RFE: Avoid host networking for Ironic

dtantsur commented 5 months ago

Exposing Ironic on the host networking is far from ideal. For instance, if we do so, we're going to expose JSON RPC. There may be other internal traffic that we don't want everyone to see. In theory, only dnsmasq must be on host networking.

So, why does Metal3 use host networking at all?

DNSmasq serves as DHCP and TFTP servers. Both are UDP based and hard to route. DHCP involves broadcasts.
When booting over iPXE, hosts need to download iPXE scripts and kernel/initramfs from an HTTP server. This server is local to the Ironic instance that handles this host. Since the host is not yet a part of the cluster network, it cannot use the cluster service DNS name or IP.
IPA needs to reach back to the Ironic API (any of the running instances, optimally to the one handling the host). Still no cluster networking at this point.

One complication is supporting the bootstrap scenario. While most Metal3 consumers bootstrtap their production clusters by establishing a temporary cluster with Metal3 and then pivoting, OpenShift has an important limitation: the bootstrap cluster only provisions control plane hosts. Thus, it cannot rely on any components that won't come up without workers, including e.g. Ingress.

dtantsur commented 5 months ago

/triage accepted /lifecycle frozen

dtantsur commented 5 months ago

Currently discussed solution: using Ingress with a fall-back to a simple httpd-based proxy (probably derived from OpenShift's ironic-proxy) for edge cases like OpenShift.

The Ironic API part is relatively simple and could even be fixed with a load balancer like MetalLB. Ironic-standalone-operator could even create an IPAddressPool for the provisioning network if it's present (otherwise, just expect the human operator to create one). DNSmasq will refer the booting hosts to the load balanced IP address, which will reach to any Ironic instance.

iPXE configuration is harder. The boot configuration API will be required to make sure Ironic serves the iPXE scripts correctly regardless of whether it handles this host. But we still need to serve kernel/initramfs/ISO images, and these should not be proxied through Ironic.

The issue with images can be handled by using Ingress. Since each Ironic is aware of its host name (and thus the cluster DNS name), it can compose an image URL with a sub-path that refers to the right Ironic. So, the Ironic instance with the name ironic-1 will serve images from http(s)://<ingress IP>/images/ironic-1/..., which will be redirected to http(s)://ironic-1.<service>.<namespace>:6183/....

Open questions:

Can we have Ingress routes without HTTPS? it is required by both iPXE in the general case and virtual media in some rare cases.
Can we have Ingress IPs on control plane nodes? We do not want normal workloads to anyhow cross paths with either the provisioning network or the exposes Ironic API.
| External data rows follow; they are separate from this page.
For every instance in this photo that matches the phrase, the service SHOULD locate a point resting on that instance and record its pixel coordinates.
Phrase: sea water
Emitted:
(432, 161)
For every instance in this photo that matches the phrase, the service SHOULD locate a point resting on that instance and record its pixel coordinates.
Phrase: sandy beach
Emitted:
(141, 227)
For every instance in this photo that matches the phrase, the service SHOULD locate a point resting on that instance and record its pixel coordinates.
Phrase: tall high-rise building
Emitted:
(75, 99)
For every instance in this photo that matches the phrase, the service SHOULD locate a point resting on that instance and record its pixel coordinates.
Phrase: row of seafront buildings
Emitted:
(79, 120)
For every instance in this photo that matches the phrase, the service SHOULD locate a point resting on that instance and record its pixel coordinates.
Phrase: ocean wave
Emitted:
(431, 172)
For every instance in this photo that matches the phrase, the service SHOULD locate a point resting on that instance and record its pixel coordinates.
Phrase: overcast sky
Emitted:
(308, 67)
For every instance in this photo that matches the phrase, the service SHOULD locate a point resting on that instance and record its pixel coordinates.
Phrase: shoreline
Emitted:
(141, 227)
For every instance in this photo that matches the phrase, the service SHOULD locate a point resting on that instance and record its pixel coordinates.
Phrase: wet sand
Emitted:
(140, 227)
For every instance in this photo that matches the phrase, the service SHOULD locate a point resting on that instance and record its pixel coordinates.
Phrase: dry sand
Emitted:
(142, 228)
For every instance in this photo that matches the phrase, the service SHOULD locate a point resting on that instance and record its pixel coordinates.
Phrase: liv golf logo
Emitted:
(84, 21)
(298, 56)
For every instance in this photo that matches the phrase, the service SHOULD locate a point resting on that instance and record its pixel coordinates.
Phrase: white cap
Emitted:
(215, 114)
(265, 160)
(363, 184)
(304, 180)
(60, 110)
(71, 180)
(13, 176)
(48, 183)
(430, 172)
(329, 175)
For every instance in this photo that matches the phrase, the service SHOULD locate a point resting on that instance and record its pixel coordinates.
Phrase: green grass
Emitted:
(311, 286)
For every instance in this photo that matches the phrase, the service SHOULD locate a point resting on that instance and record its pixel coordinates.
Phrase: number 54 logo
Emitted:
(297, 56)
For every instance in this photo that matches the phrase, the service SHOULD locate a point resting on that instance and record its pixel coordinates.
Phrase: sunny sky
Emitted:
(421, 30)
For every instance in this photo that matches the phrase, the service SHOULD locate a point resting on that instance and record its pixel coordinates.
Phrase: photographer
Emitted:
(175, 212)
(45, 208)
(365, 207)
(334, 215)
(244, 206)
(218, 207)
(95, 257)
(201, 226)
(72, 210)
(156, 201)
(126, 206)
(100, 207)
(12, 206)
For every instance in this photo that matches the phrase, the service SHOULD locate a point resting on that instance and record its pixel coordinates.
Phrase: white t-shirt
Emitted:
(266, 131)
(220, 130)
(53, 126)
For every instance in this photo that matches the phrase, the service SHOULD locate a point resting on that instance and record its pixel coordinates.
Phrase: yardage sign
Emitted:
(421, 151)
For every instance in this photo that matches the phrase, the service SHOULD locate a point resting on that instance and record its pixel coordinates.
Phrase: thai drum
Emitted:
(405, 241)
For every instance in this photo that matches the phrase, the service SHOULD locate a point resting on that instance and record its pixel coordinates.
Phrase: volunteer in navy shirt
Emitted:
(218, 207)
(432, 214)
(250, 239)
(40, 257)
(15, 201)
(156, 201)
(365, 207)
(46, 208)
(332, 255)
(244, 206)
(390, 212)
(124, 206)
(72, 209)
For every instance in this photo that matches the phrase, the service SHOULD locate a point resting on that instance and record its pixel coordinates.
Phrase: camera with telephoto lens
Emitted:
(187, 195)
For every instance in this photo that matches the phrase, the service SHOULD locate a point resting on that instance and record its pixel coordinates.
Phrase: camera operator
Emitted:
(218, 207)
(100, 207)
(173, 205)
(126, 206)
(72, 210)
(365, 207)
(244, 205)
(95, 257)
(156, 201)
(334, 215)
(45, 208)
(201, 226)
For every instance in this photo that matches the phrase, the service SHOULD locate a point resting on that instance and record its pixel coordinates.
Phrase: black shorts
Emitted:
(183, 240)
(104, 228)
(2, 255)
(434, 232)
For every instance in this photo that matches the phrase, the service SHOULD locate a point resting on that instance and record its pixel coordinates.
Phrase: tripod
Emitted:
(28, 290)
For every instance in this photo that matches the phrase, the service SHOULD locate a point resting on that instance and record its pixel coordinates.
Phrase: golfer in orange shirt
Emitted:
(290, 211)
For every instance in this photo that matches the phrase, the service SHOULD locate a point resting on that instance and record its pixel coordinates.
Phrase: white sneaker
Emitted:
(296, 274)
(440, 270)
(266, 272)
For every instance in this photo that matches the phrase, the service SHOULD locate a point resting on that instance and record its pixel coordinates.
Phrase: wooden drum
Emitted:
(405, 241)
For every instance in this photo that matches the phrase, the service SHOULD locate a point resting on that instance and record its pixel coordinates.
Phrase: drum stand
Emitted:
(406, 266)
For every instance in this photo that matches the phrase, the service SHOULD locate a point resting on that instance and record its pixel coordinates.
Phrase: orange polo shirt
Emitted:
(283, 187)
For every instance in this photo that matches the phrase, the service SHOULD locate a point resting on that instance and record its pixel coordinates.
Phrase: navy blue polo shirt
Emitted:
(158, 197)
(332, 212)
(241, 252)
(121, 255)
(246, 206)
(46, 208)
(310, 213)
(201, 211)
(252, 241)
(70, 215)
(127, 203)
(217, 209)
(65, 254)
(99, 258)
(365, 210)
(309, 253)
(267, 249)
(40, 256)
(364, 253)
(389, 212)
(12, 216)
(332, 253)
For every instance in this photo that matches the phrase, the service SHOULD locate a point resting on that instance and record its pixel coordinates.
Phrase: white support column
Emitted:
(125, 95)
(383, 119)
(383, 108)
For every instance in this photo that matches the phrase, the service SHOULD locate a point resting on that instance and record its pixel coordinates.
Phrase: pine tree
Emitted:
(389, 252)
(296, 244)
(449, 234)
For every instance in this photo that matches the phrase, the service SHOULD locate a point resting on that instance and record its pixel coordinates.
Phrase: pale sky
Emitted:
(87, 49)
lentzi90 commented 5 months ago

Can we have Ingress routes without HTTPS? it is required by both iPXE in the general case and virtual media in some rare cases.

Ingress can handle both HTTP and HTTPS traffic. In general, it is expected that TLS termination happens in the ingress controller though, so the traffic reaching the "backend" would be HTTP. There are solutions to work around this when the traffic needs to be encrypted all the way, but it may be better then to consider LoadBalancers that deal with TCP instead.
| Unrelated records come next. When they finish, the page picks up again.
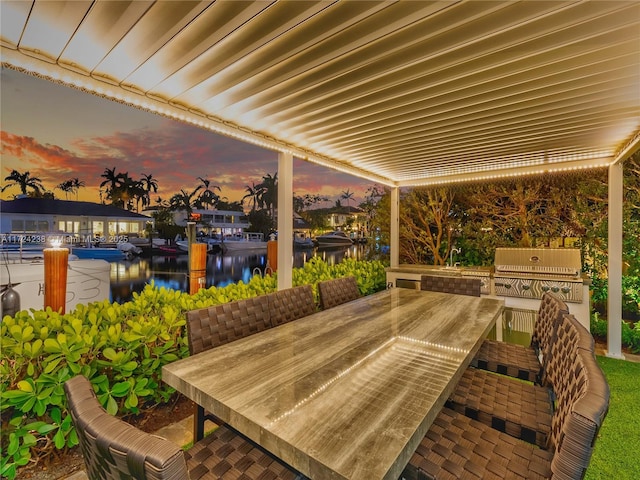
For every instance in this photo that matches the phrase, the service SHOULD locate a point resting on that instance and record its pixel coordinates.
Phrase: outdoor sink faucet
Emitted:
(456, 250)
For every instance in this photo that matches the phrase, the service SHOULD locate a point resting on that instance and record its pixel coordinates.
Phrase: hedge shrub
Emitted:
(121, 348)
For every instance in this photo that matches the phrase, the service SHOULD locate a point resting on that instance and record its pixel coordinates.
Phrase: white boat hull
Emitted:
(241, 245)
(87, 281)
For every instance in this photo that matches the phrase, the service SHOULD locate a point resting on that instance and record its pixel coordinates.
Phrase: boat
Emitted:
(129, 248)
(244, 241)
(99, 253)
(334, 239)
(183, 245)
(301, 242)
(87, 281)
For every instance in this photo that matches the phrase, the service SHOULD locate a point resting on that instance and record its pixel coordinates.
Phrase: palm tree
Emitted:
(24, 181)
(183, 201)
(252, 195)
(77, 184)
(113, 182)
(348, 196)
(149, 184)
(208, 196)
(66, 187)
(268, 193)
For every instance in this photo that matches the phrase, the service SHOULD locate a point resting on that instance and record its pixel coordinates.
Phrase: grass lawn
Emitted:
(616, 451)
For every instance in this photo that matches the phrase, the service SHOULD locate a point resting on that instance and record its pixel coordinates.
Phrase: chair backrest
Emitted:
(219, 324)
(290, 304)
(582, 405)
(569, 336)
(451, 284)
(549, 315)
(337, 291)
(113, 449)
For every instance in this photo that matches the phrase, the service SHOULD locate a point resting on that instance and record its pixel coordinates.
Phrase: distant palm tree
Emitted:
(113, 182)
(183, 201)
(268, 193)
(208, 197)
(24, 181)
(77, 184)
(149, 184)
(252, 195)
(66, 187)
(348, 196)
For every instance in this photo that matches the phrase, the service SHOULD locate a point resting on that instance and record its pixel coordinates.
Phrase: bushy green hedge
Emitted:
(121, 348)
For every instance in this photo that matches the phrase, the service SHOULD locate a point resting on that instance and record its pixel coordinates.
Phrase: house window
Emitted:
(68, 226)
(97, 229)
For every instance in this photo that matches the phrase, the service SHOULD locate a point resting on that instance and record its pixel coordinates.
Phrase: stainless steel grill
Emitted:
(530, 272)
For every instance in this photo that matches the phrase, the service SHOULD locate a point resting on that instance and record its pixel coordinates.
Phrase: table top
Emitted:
(348, 392)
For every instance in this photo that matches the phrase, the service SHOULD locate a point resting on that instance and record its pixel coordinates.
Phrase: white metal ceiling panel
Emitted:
(401, 92)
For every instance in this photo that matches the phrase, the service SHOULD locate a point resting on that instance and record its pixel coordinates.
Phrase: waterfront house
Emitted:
(403, 94)
(34, 219)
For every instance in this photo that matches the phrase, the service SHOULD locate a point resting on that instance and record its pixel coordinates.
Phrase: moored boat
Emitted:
(244, 241)
(301, 242)
(334, 239)
(87, 281)
(98, 253)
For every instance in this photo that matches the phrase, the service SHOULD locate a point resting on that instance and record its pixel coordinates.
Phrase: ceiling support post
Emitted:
(614, 297)
(285, 220)
(394, 233)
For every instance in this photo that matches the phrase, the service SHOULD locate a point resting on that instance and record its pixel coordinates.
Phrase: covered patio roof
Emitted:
(403, 93)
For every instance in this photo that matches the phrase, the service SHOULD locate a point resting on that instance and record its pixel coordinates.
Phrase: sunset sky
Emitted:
(57, 133)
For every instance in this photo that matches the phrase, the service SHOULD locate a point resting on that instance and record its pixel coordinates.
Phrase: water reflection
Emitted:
(171, 271)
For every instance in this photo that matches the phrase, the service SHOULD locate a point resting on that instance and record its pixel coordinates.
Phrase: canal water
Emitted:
(171, 271)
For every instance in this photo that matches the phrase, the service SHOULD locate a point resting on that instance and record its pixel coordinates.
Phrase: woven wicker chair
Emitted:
(337, 291)
(519, 361)
(290, 304)
(451, 284)
(114, 450)
(214, 326)
(457, 446)
(520, 409)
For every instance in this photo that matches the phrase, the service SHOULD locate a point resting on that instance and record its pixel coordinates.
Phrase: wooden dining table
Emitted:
(345, 393)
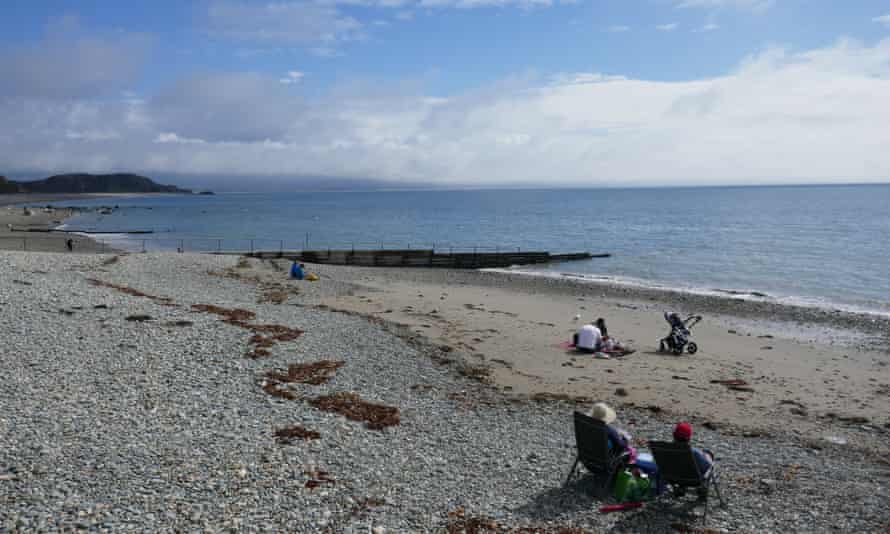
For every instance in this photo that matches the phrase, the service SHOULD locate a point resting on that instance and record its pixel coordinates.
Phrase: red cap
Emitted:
(683, 432)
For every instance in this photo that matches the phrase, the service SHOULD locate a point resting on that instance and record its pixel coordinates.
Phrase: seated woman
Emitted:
(588, 339)
(296, 271)
(609, 344)
(619, 440)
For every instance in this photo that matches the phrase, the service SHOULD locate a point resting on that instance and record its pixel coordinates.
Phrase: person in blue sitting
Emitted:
(296, 271)
(619, 441)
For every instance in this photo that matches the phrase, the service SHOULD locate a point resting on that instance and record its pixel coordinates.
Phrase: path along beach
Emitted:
(138, 395)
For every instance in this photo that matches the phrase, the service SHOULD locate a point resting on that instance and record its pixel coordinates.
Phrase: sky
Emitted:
(449, 92)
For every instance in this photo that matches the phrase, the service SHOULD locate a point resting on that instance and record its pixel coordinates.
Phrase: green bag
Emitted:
(630, 488)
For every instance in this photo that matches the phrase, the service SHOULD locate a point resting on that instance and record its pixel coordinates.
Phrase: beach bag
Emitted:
(631, 488)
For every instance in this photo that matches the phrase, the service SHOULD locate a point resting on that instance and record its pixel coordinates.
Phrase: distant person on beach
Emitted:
(609, 344)
(297, 271)
(619, 440)
(588, 339)
(601, 324)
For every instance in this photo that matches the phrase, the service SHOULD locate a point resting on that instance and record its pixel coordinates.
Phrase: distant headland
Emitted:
(89, 183)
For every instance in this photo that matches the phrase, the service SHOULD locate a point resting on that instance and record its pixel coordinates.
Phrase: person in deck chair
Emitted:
(619, 440)
(703, 459)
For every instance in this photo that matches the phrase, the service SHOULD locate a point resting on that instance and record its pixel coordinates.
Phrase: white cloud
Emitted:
(285, 23)
(292, 77)
(473, 4)
(72, 61)
(811, 116)
(756, 6)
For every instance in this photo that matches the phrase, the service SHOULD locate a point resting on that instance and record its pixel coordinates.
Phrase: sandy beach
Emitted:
(805, 370)
(172, 392)
(13, 216)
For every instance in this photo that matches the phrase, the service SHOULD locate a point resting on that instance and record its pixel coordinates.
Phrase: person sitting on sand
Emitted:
(610, 344)
(619, 440)
(703, 459)
(601, 324)
(296, 271)
(589, 339)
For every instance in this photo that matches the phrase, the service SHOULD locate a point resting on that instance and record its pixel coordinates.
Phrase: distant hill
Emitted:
(94, 183)
(7, 187)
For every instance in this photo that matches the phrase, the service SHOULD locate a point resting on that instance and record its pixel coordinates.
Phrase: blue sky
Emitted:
(596, 92)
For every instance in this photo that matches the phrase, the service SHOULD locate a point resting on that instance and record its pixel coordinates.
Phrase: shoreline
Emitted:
(134, 397)
(807, 373)
(44, 240)
(819, 304)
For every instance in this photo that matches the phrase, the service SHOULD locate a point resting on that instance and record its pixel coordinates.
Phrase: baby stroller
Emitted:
(678, 339)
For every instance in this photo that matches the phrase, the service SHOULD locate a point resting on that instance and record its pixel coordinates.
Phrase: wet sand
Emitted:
(807, 372)
(12, 216)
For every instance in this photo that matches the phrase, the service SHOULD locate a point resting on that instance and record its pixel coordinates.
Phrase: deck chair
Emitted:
(592, 440)
(677, 466)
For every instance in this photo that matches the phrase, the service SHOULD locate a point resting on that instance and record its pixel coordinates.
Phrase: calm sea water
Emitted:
(821, 245)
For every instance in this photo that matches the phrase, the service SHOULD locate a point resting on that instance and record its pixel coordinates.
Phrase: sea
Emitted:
(823, 246)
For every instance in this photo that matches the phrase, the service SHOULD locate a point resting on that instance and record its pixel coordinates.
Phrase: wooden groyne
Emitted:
(423, 258)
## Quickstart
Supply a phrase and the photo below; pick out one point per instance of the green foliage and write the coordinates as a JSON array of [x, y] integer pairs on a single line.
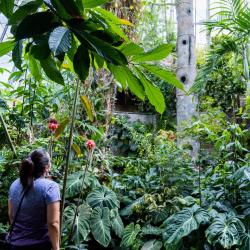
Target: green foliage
[[182, 224], [225, 230]]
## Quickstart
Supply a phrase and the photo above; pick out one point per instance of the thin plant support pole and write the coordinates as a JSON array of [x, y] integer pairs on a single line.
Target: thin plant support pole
[[70, 141], [80, 197], [1, 117], [8, 135]]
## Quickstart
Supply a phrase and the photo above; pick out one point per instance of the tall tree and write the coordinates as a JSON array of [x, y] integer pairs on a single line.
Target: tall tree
[[186, 69]]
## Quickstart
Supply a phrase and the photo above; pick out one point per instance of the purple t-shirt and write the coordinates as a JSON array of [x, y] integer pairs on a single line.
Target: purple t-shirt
[[31, 224]]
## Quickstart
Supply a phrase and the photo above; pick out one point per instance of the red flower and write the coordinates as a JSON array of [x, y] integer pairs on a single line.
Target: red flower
[[53, 125], [90, 144]]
Can we have Ingress IPs on control plane nodes? We do not want normal workloads to anyhow cross paths with either the provisioning network or the exposes Ironic API.

I'm not sure I understand the question here but I will try to clarify what I do know. Ingress-controllers are usually exposed through LoadBalancers. The exact implementation of this will differ between clusters, but I would say that it is quite common to exclude control-plane nodes, since you would not normally run the ingress-controller there. Traffic can still be forwarded to any node in the cluster. That said, it is definitely possible to configure things so that the ingress-controller runs on control-plane nodes and that the LoadBalancer targets them.

hardys commented 5 months ago

Can we have Ingress IPs on control plane nodes? We do not want normal workloads to anyhow cross paths with either the provisioning network or the exposes Ironic API.

As @lentzi90 says, in situations where dedicated compute hosts exist the application Ingress endpoint would normally be configured so it cannot connect to the control-plane hosts.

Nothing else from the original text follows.